(This should have been published in the union magazine – but mysteriosuly never made it…)
Outside it’s the year 2007 but inside the Holiday Inn, Plymouth it must have been 1977 as the Biennial Conference debated the changes to the election of the union’s President and Executive Council. The General Secretary informed conference that if electing the President at Conference was good enough for the 1970s it’s good enough for now. As he said it, the Generalissimo was reminiscing that a lot of other things were big in the 1970s too – kipper ties, racism, football hooliganism and Stalinist workers states to name but a few. The German “Democratic” Republic had back-slapping annual conferences where business was debated but never actually challenged too. Without the efforts of the Generalissimo’s branch the changes might never have been debated.
Now, in theory, the Conference is your supreme policy making body and your branch delegates are your representatives at that body. But do you know what your branch delegates are actually up to? It might be worth asking them since the manner in which they vote doesn’t necessarily suggest that they are motivated by the membership as a whole!
The election of the President was one of only two opportunities that every member in the union gets to have a guaranteed, secret say in who runs it. The other, the election of the Executive Council, is forced on the union by law so cannot be changed, but they have done their best to reduce your scrutiny. How? Well, the subtlety of the change eluded a lot of delegates but essentially the ballot will now take place BEFORE the biennial conference – so the EC presenting reports on its work for the last two years is already secure in its posts for ANOTHER two years. So, when you re-elect them (if you get the chance because of the low number of candidates) you will only know by reputation their stewardship of the union.
What was even more bizarre, and very representative of a workers’ state was the lack of ANY coherent argument by the EC putting forward this shoddy change. From – “it costs too much” (the Presidential election) to “there’s a gap of six weeks in which we can’t do anything” (EC elections after conference). Well, there’s a gap of around six weeks between the Queen dissolving parliament and a general election – but the job of running the country still seems to get done. Certain of the Generalissimo’s contacts have suggested that it is to make the life of permanent officers easier by not having to bother with tiresome paperwork. So this is how democracy gets eroded…

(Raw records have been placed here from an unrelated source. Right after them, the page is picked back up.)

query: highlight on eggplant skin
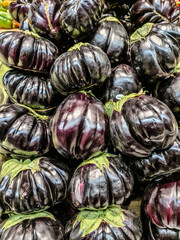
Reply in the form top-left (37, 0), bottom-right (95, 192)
top-left (50, 92), bottom-right (109, 159)
top-left (0, 31), bottom-right (58, 74)
top-left (68, 154), bottom-right (134, 210)
top-left (50, 43), bottom-right (111, 95)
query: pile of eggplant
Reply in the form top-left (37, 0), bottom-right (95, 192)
top-left (0, 0), bottom-right (180, 240)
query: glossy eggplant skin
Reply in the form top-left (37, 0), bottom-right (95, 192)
top-left (110, 95), bottom-right (178, 157)
top-left (0, 31), bottom-right (58, 74)
top-left (157, 72), bottom-right (180, 120)
top-left (60, 0), bottom-right (105, 39)
top-left (65, 209), bottom-right (142, 240)
top-left (68, 156), bottom-right (134, 210)
top-left (9, 0), bottom-right (32, 23)
top-left (0, 217), bottom-right (64, 240)
top-left (50, 44), bottom-right (111, 95)
top-left (130, 131), bottom-right (180, 181)
top-left (105, 64), bottom-right (141, 102)
top-left (0, 104), bottom-right (51, 157)
top-left (50, 92), bottom-right (109, 159)
top-left (90, 17), bottom-right (129, 64)
top-left (28, 0), bottom-right (61, 40)
top-left (3, 70), bottom-right (61, 110)
top-left (131, 23), bottom-right (180, 83)
top-left (131, 0), bottom-right (180, 29)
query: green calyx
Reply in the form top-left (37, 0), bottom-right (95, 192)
top-left (0, 158), bottom-right (40, 183)
top-left (68, 42), bottom-right (90, 52)
top-left (73, 205), bottom-right (125, 237)
top-left (2, 211), bottom-right (56, 231)
top-left (130, 23), bottom-right (154, 45)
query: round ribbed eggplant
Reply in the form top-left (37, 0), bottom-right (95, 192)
top-left (3, 70), bottom-right (62, 110)
top-left (0, 104), bottom-right (50, 157)
top-left (90, 17), bottom-right (129, 64)
top-left (65, 205), bottom-right (142, 240)
top-left (130, 130), bottom-right (180, 181)
top-left (142, 173), bottom-right (180, 230)
top-left (0, 157), bottom-right (69, 213)
top-left (51, 43), bottom-right (111, 95)
top-left (0, 212), bottom-right (64, 240)
top-left (28, 0), bottom-right (60, 40)
top-left (51, 92), bottom-right (109, 159)
top-left (130, 23), bottom-right (180, 83)
top-left (0, 31), bottom-right (58, 74)
top-left (110, 91), bottom-right (178, 157)
top-left (105, 64), bottom-right (141, 102)
top-left (60, 0), bottom-right (105, 39)
top-left (9, 0), bottom-right (32, 23)
top-left (68, 153), bottom-right (134, 210)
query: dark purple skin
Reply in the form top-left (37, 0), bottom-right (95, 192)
top-left (90, 18), bottom-right (129, 64)
top-left (131, 23), bottom-right (180, 83)
top-left (110, 95), bottom-right (178, 157)
top-left (68, 156), bottom-right (134, 210)
top-left (142, 173), bottom-right (180, 230)
top-left (105, 64), bottom-right (141, 102)
top-left (0, 217), bottom-right (64, 240)
top-left (50, 44), bottom-right (111, 95)
top-left (0, 104), bottom-right (51, 158)
top-left (130, 130), bottom-right (180, 181)
top-left (28, 0), bottom-right (61, 40)
top-left (65, 209), bottom-right (142, 240)
top-left (50, 92), bottom-right (109, 159)
top-left (131, 0), bottom-right (180, 29)
top-left (0, 31), bottom-right (58, 74)
top-left (9, 0), bottom-right (32, 23)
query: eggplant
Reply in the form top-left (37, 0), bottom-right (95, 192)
top-left (90, 17), bottom-right (129, 64)
top-left (0, 157), bottom-right (70, 213)
top-left (60, 0), bottom-right (105, 39)
top-left (0, 104), bottom-right (51, 158)
top-left (50, 43), bottom-right (111, 95)
top-left (0, 211), bottom-right (64, 240)
top-left (3, 70), bottom-right (62, 111)
top-left (0, 31), bottom-right (58, 74)
top-left (9, 0), bottom-right (33, 23)
top-left (68, 153), bottom-right (134, 210)
top-left (28, 0), bottom-right (61, 40)
top-left (130, 130), bottom-right (180, 181)
top-left (131, 0), bottom-right (180, 29)
top-left (105, 64), bottom-right (141, 102)
top-left (65, 205), bottom-right (142, 240)
top-left (110, 91), bottom-right (178, 157)
top-left (50, 92), bottom-right (109, 159)
top-left (130, 23), bottom-right (180, 83)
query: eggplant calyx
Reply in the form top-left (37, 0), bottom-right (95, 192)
top-left (73, 205), bottom-right (125, 237)
top-left (2, 211), bottom-right (56, 231)
top-left (130, 23), bottom-right (154, 45)
top-left (0, 158), bottom-right (40, 183)
top-left (68, 42), bottom-right (90, 52)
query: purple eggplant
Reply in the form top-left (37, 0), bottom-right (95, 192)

By the time you read this, you will have heard from the Executive Council that one of the key personal benefits you had – the death benefit, has been withdrawn. This may come as a shock to many of you who are outside the bubble of activists and who were sold this as a key benefit to your union membership. If your branch never canvassed your opinion or told you about this move, and if you now want to make your voice heard then tell your branch officers – better still go straight to Head Office. You don’t have to be on a branch committee to be involved.